Docker & kubernetes (k8s) to deploy a python

Posted by William(王明高) Blog on March 9, 2025
Here's an integration guide for Python, Docker, and Kubernetes (k8s) to deploy a Python application:

1. Python Application

Start with a simple Flask application (app.py):

from flask import Flask
app = Flask(__name__)

@app.route('/')
def hello():
    return "Hello from Python in Kubernetes!"

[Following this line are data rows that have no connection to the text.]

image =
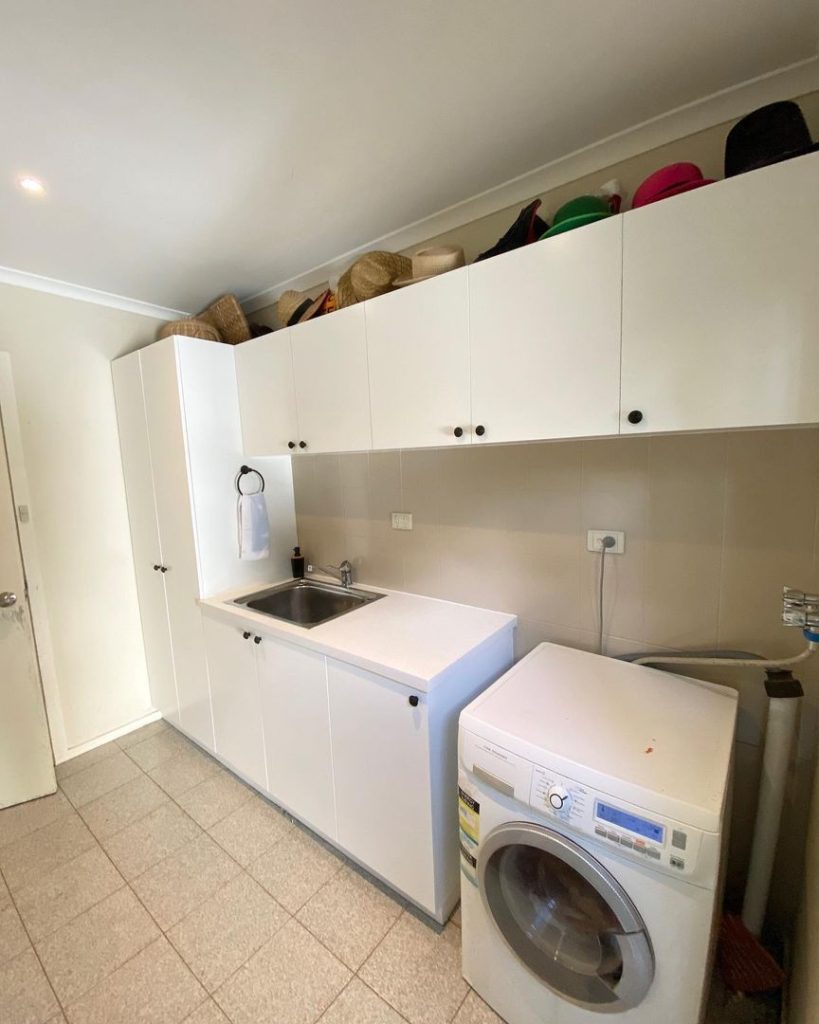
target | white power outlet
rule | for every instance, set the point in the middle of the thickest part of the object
(594, 541)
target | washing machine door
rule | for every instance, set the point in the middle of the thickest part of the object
(565, 916)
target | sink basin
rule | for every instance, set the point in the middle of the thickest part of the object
(307, 602)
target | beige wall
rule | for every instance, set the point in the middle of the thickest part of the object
(60, 353)
(715, 525)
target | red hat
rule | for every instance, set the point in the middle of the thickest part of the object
(669, 181)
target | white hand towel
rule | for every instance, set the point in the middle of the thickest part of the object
(254, 534)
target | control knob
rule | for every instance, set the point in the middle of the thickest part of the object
(558, 797)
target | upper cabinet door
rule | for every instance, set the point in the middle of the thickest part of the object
(545, 337)
(721, 304)
(332, 387)
(267, 395)
(418, 344)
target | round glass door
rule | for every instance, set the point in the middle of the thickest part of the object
(565, 916)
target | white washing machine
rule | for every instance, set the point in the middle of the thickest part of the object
(593, 799)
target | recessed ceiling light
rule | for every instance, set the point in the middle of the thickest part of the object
(32, 185)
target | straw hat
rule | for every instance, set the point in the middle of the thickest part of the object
(431, 262)
(296, 307)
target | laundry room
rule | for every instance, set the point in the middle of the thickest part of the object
(410, 513)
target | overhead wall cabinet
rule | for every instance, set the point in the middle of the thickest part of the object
(177, 409)
(699, 312)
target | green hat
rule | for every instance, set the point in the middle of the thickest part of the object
(575, 213)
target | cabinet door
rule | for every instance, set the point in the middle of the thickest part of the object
(418, 348)
(545, 337)
(721, 304)
(144, 534)
(332, 387)
(166, 436)
(266, 394)
(238, 733)
(381, 767)
(293, 684)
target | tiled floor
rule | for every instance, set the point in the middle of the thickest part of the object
(154, 887)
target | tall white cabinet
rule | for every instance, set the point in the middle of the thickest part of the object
(177, 408)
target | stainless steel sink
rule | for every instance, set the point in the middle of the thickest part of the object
(307, 602)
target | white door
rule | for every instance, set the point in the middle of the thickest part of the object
(293, 684)
(332, 386)
(721, 304)
(234, 689)
(545, 337)
(166, 434)
(144, 534)
(27, 764)
(418, 347)
(381, 767)
(267, 395)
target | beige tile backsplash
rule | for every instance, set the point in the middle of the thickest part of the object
(715, 525)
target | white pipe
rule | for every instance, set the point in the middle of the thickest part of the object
(782, 713)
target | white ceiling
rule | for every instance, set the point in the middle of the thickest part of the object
(194, 147)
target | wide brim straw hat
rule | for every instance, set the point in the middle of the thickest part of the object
(228, 317)
(431, 262)
(296, 307)
(189, 328)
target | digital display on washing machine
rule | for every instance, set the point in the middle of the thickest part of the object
(614, 816)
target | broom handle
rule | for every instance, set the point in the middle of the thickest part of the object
(782, 714)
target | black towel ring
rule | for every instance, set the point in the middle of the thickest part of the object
(243, 472)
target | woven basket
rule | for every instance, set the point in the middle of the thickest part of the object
(228, 318)
(189, 328)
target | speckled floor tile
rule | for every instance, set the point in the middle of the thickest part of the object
(359, 1005)
(184, 880)
(18, 821)
(26, 996)
(99, 778)
(154, 987)
(90, 947)
(161, 747)
(296, 868)
(214, 799)
(68, 891)
(251, 829)
(292, 978)
(13, 939)
(148, 841)
(418, 971)
(35, 855)
(220, 935)
(138, 735)
(350, 916)
(474, 1011)
(106, 815)
(181, 773)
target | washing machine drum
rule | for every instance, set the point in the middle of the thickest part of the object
(565, 916)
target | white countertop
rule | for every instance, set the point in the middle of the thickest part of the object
(405, 637)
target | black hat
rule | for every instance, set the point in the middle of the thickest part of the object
(768, 135)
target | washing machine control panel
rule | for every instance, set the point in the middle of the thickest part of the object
(659, 842)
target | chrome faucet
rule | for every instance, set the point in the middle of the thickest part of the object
(342, 572)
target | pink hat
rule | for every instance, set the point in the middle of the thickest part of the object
(669, 181)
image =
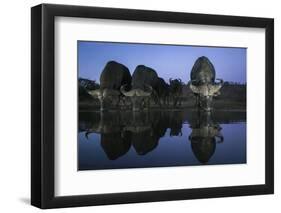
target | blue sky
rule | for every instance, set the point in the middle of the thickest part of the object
(170, 61)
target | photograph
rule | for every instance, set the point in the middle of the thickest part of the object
(144, 105)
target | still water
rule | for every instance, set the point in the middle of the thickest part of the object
(114, 140)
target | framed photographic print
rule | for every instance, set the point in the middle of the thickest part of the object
(139, 106)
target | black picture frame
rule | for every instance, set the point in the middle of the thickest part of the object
(43, 114)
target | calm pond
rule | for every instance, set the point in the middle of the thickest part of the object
(115, 139)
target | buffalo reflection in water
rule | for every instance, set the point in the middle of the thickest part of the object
(204, 136)
(143, 130)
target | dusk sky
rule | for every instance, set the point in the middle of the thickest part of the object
(169, 61)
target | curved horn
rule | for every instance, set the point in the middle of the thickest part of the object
(111, 92)
(194, 89)
(220, 81)
(126, 93)
(95, 93)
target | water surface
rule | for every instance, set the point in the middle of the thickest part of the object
(114, 140)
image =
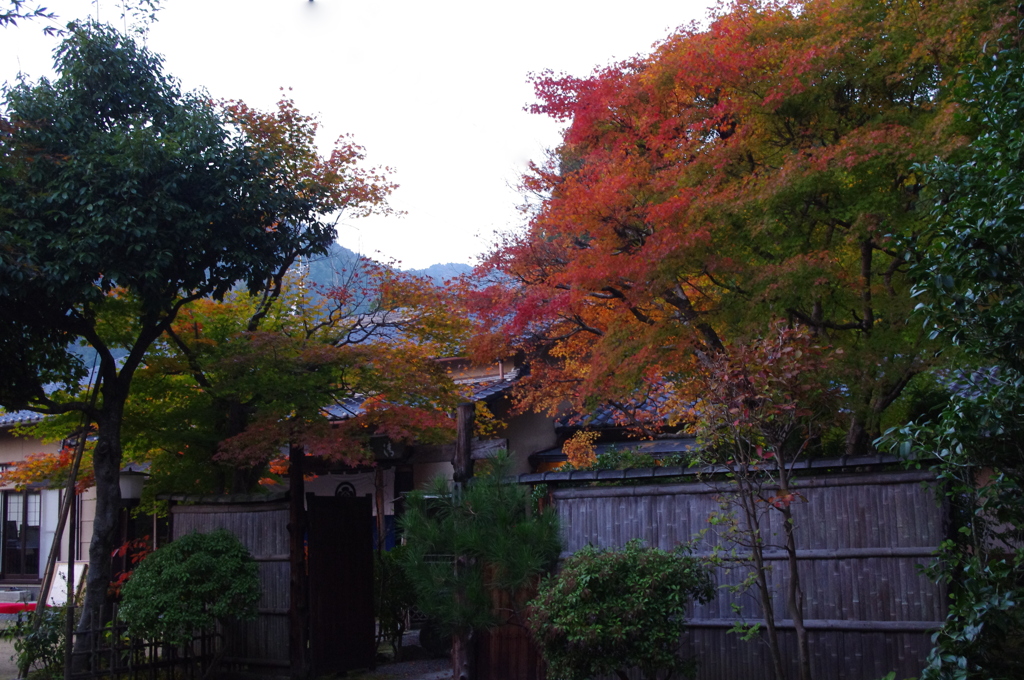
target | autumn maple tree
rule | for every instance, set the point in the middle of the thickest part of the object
(755, 170)
(123, 200)
(231, 383)
(762, 408)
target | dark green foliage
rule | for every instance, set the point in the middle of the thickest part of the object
(41, 648)
(189, 585)
(972, 272)
(112, 178)
(393, 597)
(505, 544)
(123, 199)
(609, 610)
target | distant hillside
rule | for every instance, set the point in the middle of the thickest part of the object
(440, 272)
(341, 263)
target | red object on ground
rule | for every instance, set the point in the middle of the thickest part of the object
(15, 607)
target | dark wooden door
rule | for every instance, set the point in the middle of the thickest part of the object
(341, 584)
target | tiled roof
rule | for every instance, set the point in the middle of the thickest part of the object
(607, 415)
(479, 390)
(650, 447)
(19, 418)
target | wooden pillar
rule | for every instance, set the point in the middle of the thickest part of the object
(379, 506)
(463, 460)
(298, 612)
(463, 639)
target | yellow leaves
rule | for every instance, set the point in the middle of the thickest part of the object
(580, 449)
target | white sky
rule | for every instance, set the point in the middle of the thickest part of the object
(435, 90)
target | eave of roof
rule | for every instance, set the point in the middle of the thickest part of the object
(19, 418)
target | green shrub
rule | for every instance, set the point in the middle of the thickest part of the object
(608, 610)
(393, 597)
(41, 649)
(189, 585)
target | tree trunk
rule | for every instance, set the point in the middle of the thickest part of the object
(795, 596)
(463, 656)
(298, 612)
(749, 503)
(107, 467)
(857, 439)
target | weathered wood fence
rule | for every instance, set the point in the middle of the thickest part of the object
(862, 530)
(340, 581)
(260, 645)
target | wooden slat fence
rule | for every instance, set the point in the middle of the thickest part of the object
(258, 646)
(860, 537)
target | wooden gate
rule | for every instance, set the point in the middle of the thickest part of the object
(341, 584)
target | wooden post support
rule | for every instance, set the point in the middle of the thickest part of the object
(298, 612)
(463, 460)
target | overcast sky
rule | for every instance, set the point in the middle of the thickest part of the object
(435, 90)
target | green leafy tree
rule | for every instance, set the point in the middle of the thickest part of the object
(122, 200)
(463, 547)
(610, 610)
(972, 273)
(192, 584)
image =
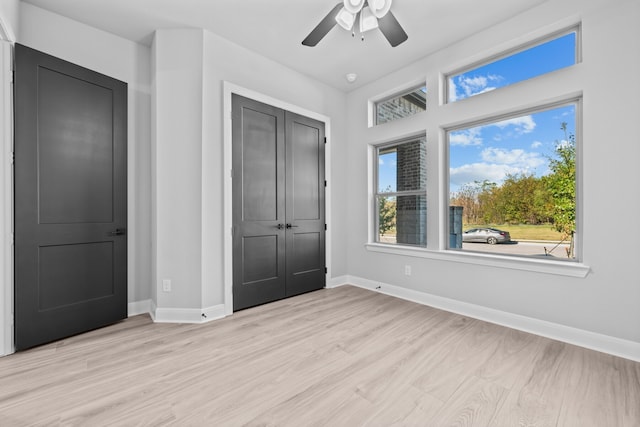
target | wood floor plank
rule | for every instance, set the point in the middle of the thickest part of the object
(338, 357)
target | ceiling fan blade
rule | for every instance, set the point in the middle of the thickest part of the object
(323, 27)
(392, 30)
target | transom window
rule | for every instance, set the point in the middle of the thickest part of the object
(406, 104)
(536, 60)
(400, 200)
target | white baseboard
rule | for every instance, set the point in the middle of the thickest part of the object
(187, 315)
(139, 307)
(591, 340)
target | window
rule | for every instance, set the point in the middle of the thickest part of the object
(545, 57)
(400, 199)
(403, 105)
(513, 182)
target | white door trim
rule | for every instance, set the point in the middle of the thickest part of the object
(228, 90)
(6, 195)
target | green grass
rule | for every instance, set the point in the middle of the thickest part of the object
(524, 231)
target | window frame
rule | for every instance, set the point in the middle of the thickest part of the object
(405, 90)
(522, 47)
(376, 193)
(560, 87)
(576, 101)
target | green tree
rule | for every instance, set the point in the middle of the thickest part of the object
(561, 184)
(386, 214)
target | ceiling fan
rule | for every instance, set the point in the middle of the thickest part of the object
(370, 14)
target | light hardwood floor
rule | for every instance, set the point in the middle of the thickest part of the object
(339, 357)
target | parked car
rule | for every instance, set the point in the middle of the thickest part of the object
(486, 235)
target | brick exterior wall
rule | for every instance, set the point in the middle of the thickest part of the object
(411, 214)
(396, 108)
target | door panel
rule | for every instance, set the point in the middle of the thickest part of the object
(258, 203)
(75, 178)
(70, 198)
(305, 204)
(305, 169)
(91, 261)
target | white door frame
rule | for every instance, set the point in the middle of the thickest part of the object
(6, 191)
(228, 90)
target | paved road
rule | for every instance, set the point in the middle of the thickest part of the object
(521, 248)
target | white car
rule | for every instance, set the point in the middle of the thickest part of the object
(486, 235)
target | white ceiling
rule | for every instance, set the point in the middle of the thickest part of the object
(276, 28)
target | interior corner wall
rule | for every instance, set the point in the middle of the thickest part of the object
(126, 61)
(607, 301)
(177, 170)
(10, 17)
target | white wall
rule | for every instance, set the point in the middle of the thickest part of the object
(607, 300)
(9, 18)
(126, 61)
(190, 68)
(177, 177)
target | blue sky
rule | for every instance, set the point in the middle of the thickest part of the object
(515, 145)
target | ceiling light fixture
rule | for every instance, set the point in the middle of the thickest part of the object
(367, 11)
(345, 18)
(368, 21)
(370, 14)
(380, 7)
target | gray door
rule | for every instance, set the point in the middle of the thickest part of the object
(70, 199)
(278, 204)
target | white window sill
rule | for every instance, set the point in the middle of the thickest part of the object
(561, 268)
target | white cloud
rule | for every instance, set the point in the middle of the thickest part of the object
(466, 137)
(496, 164)
(522, 125)
(518, 158)
(467, 86)
(480, 172)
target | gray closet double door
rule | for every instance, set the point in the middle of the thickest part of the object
(278, 203)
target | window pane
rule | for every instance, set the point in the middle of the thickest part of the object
(517, 176)
(387, 170)
(404, 105)
(403, 167)
(401, 212)
(402, 219)
(541, 59)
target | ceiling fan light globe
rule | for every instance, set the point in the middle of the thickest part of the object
(368, 21)
(353, 6)
(380, 7)
(345, 19)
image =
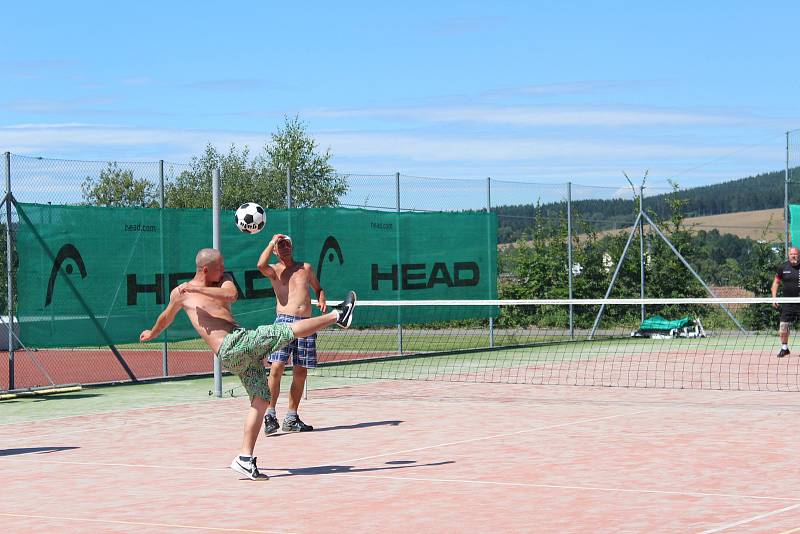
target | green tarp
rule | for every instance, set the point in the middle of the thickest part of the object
(657, 323)
(123, 262)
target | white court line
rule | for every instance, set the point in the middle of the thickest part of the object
(559, 425)
(583, 488)
(139, 523)
(110, 412)
(750, 519)
(452, 481)
(507, 434)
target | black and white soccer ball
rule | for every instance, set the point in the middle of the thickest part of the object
(250, 218)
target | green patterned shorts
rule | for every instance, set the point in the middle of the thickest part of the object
(242, 350)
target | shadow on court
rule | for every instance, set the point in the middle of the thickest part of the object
(65, 396)
(34, 450)
(336, 469)
(344, 427)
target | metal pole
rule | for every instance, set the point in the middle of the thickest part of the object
(9, 278)
(289, 200)
(489, 242)
(616, 273)
(399, 282)
(164, 348)
(569, 259)
(786, 202)
(641, 247)
(215, 243)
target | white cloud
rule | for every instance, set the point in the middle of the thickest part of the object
(535, 116)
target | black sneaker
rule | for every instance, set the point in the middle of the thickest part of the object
(270, 424)
(346, 310)
(296, 425)
(247, 468)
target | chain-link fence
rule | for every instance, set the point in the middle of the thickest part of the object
(562, 215)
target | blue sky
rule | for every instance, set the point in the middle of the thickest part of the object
(700, 92)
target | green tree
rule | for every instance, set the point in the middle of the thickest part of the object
(262, 179)
(241, 182)
(314, 181)
(118, 187)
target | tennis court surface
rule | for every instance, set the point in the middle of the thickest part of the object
(405, 456)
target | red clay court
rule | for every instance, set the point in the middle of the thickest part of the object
(406, 456)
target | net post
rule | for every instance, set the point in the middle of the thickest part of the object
(397, 242)
(215, 194)
(686, 263)
(164, 348)
(9, 277)
(489, 250)
(616, 273)
(569, 259)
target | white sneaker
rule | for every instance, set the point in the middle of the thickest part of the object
(247, 468)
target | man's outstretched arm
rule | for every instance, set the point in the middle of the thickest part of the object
(226, 291)
(165, 318)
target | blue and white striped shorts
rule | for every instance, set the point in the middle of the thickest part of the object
(303, 350)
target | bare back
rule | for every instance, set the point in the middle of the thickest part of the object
(210, 316)
(291, 289)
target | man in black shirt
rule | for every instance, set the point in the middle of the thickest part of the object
(789, 275)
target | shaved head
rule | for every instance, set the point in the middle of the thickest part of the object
(206, 257)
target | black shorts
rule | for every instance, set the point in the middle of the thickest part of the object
(790, 313)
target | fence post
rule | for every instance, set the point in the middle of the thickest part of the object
(641, 247)
(569, 259)
(164, 348)
(786, 203)
(489, 242)
(215, 193)
(9, 277)
(397, 243)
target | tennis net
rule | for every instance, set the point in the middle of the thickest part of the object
(698, 343)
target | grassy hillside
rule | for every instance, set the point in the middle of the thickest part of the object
(762, 192)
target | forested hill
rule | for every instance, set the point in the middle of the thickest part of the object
(763, 191)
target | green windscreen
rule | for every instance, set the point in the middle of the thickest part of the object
(87, 274)
(794, 223)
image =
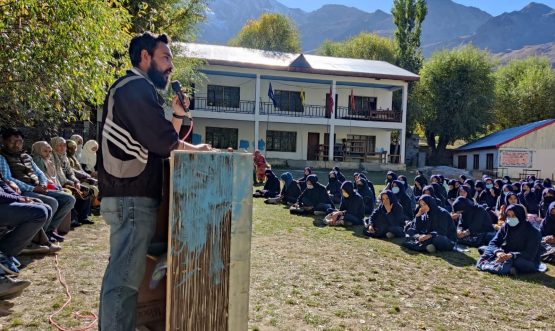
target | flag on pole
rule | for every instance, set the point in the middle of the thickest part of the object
(272, 96)
(352, 101)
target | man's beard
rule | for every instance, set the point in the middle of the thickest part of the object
(157, 77)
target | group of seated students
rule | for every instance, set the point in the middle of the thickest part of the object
(39, 193)
(511, 224)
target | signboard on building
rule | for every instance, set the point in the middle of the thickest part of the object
(515, 158)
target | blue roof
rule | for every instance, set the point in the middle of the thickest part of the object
(495, 140)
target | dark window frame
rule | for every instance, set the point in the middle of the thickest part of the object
(281, 141)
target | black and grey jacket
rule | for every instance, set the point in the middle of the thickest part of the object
(134, 139)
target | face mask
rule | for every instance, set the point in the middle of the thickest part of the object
(512, 221)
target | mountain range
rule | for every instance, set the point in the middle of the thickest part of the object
(517, 34)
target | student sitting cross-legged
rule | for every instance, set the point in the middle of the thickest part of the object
(387, 220)
(432, 229)
(515, 247)
(351, 210)
(313, 200)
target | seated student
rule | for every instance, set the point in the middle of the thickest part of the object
(271, 186)
(419, 183)
(26, 217)
(340, 176)
(19, 167)
(398, 188)
(548, 196)
(387, 220)
(432, 229)
(516, 245)
(408, 190)
(474, 226)
(65, 173)
(547, 229)
(313, 200)
(334, 187)
(361, 186)
(302, 180)
(88, 157)
(351, 209)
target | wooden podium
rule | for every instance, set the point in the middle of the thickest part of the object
(209, 207)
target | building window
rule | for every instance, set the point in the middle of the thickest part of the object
(223, 96)
(281, 141)
(462, 162)
(363, 105)
(489, 161)
(289, 101)
(476, 163)
(222, 137)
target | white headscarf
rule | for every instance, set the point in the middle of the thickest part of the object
(88, 157)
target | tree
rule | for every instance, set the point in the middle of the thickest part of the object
(270, 32)
(176, 18)
(524, 92)
(56, 58)
(408, 16)
(456, 97)
(365, 45)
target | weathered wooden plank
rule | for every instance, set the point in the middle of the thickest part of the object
(210, 210)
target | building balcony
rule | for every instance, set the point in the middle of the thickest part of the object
(306, 111)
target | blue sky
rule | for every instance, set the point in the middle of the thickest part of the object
(494, 7)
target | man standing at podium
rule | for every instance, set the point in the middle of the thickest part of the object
(134, 139)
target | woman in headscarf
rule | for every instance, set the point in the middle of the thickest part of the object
(259, 166)
(547, 229)
(408, 190)
(82, 210)
(79, 141)
(432, 229)
(474, 226)
(340, 176)
(271, 186)
(398, 188)
(351, 210)
(290, 190)
(387, 220)
(527, 198)
(361, 186)
(548, 196)
(88, 157)
(334, 187)
(516, 245)
(313, 200)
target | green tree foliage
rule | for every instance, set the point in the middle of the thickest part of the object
(270, 32)
(367, 46)
(408, 16)
(525, 92)
(56, 58)
(176, 18)
(456, 94)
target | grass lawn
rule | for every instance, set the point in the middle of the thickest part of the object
(305, 277)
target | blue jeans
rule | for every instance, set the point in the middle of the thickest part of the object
(26, 219)
(60, 203)
(132, 223)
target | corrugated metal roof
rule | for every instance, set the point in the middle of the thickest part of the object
(254, 58)
(499, 138)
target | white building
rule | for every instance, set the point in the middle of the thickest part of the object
(232, 107)
(517, 152)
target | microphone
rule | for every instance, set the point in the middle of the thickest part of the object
(176, 87)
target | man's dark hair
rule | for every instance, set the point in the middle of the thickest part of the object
(10, 132)
(147, 40)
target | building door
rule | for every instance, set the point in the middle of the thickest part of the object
(313, 145)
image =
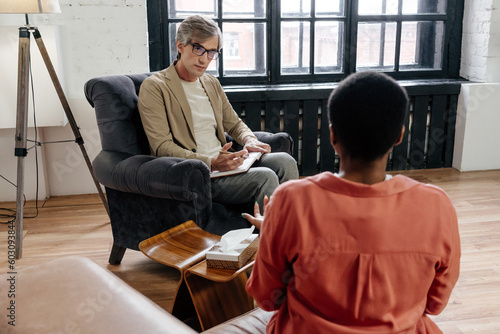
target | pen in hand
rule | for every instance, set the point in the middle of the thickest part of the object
(226, 152)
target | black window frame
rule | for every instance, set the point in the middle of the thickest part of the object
(160, 48)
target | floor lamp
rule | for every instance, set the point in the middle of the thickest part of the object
(35, 7)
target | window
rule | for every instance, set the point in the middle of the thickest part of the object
(310, 41)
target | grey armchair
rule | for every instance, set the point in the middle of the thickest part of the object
(146, 194)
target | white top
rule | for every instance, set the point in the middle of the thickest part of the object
(203, 118)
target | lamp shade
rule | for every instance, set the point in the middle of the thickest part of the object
(29, 6)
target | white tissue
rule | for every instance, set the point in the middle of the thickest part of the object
(232, 239)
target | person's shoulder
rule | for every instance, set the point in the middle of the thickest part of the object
(429, 191)
(210, 79)
(303, 183)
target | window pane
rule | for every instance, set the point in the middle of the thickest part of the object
(376, 45)
(329, 8)
(295, 46)
(244, 49)
(421, 45)
(244, 8)
(182, 8)
(377, 7)
(296, 8)
(424, 6)
(172, 27)
(328, 47)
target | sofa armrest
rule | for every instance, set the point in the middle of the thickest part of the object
(162, 177)
(252, 322)
(279, 142)
(76, 295)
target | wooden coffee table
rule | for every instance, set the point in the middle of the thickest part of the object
(212, 295)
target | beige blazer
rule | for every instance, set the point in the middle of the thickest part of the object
(168, 121)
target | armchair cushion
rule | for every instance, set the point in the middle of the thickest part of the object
(146, 194)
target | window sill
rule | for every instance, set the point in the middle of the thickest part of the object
(323, 90)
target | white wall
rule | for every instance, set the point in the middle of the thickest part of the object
(477, 141)
(96, 38)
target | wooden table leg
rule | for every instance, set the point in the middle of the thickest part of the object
(216, 302)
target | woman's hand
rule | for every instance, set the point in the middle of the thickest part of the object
(252, 144)
(226, 160)
(257, 219)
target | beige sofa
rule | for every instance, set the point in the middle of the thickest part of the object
(75, 295)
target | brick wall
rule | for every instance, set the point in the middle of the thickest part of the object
(99, 37)
(481, 41)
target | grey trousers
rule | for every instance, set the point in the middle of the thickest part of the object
(261, 179)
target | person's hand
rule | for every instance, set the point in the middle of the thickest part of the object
(257, 219)
(252, 144)
(226, 160)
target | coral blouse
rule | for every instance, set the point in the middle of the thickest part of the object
(337, 256)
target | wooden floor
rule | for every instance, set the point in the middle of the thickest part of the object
(78, 225)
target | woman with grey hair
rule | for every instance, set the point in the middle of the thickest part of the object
(186, 114)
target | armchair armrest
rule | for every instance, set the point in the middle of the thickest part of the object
(162, 177)
(279, 142)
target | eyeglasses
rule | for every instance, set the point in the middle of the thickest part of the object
(200, 51)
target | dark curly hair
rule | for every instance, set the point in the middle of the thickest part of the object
(367, 111)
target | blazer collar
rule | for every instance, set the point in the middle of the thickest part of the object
(173, 82)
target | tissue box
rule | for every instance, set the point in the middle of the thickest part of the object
(235, 258)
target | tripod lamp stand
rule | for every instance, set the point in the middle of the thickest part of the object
(35, 7)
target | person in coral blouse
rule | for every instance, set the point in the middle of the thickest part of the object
(358, 251)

if __name__ == "__main__":
    app.run(host='0.0.0.0', port=5000)

Requirements: Create a requirements.txt file:

flask==3.0.0

2. Docker Containerization

Create a Dockerfile to package the app:

# Use a lightweight Python base image
FROM python:3.11-alpine

# Set working directory
WORKDIR /app

# Copy requirements and install dependencies
COPY requirements.txt .
RUN pip install --no-cache-dir -r requirements.txt

# Copy application code
COPY . .

# Expose port 5000 (Flask default)
EXPOSE 5000

# Run the application
CMD ["python", "app.py"]

Build the Docker Image:

docker build -t python-app:1.0 .

Run Locally:

docker run -p 5000:5000 python-app:1.0

3. Kubernetes Deployment

Create Kubernetes manifests:

Deployment (deployment.yaml)

Manages the app’s pods and scaling.

apiVersion: apps/v1
kind: Deployment
metadata:
  name: python-app
spec:
  replicas: 3  # Number of pods
  selector:
    matchLabels:
      app: python-app
  template:
    metadata:
      labels:
        app: python-app
    spec:
      containers:
      - name: python-app
        image: python-app:1.0  # Use your Docker image
        ports:
        - containerPort: 5000
        resources:
          requests:
            memory: "128Mi"
            cpu: "100m"
          limits:
            memory: "256Mi"
            cpu: "200m"

Service (service.yaml)

Exposes the app to external traffic.

apiVersion: v1
kind: Service
metadata:
  name: python-app-service
spec:
  type: LoadBalancer  # Use NodePort for local clusters
  selector:
    app: python-app
  ports:
  - protocol: TCP
    port: 80
    targetPort: 5000

Deploy to Kubernetes:

kubectl apply -f deployment.yaml
kubectl apply -f service.yaml

Check Deployment:

kubectl get pods
kubectl get services

Key Concepts

  • Docker: Containerizes the app for consistency across environments.
  • Kubernetes: Orchestrates containers, handles scaling, self-healing, and load balancing.
  • Pod: Smallest deployable unit in Kubernetes (1+ containers).
  • Deployment: Manages pod replicas and updates.
  • Service: Provides network access to pods.

Best Practices

  1. Image Optimization Use small base images (e.g., python:alpine).
  2. Health Checks Add liveness/readiness probes to your Kubernetes deployment:

    livenessProbe:
      httpGet:
        path: /
        port: 5000
      initialDelaySeconds: 5
      periodSeconds: 10
    
  3. Environment Variables Use ConfigMap or Secrets for configuration:

    env:
    - name: FLASK_ENV
      value: "production"
    
  4. CI/CD Pipeline Automate building and deploying with tools like GitHub Actions, Jenkins, or ArgoCD.

Local Testing with Minikube

  1. Start Minikube:

    minikube start
    
  2. Load Docker image into Minikube:

    minikube image load python-app:1.0
    
  3. Access the app:

    minikube service python-app-service
    

This workflow allows you to develop a Python app locally, package it with Docker, and deploy it at scale using Kubernetes.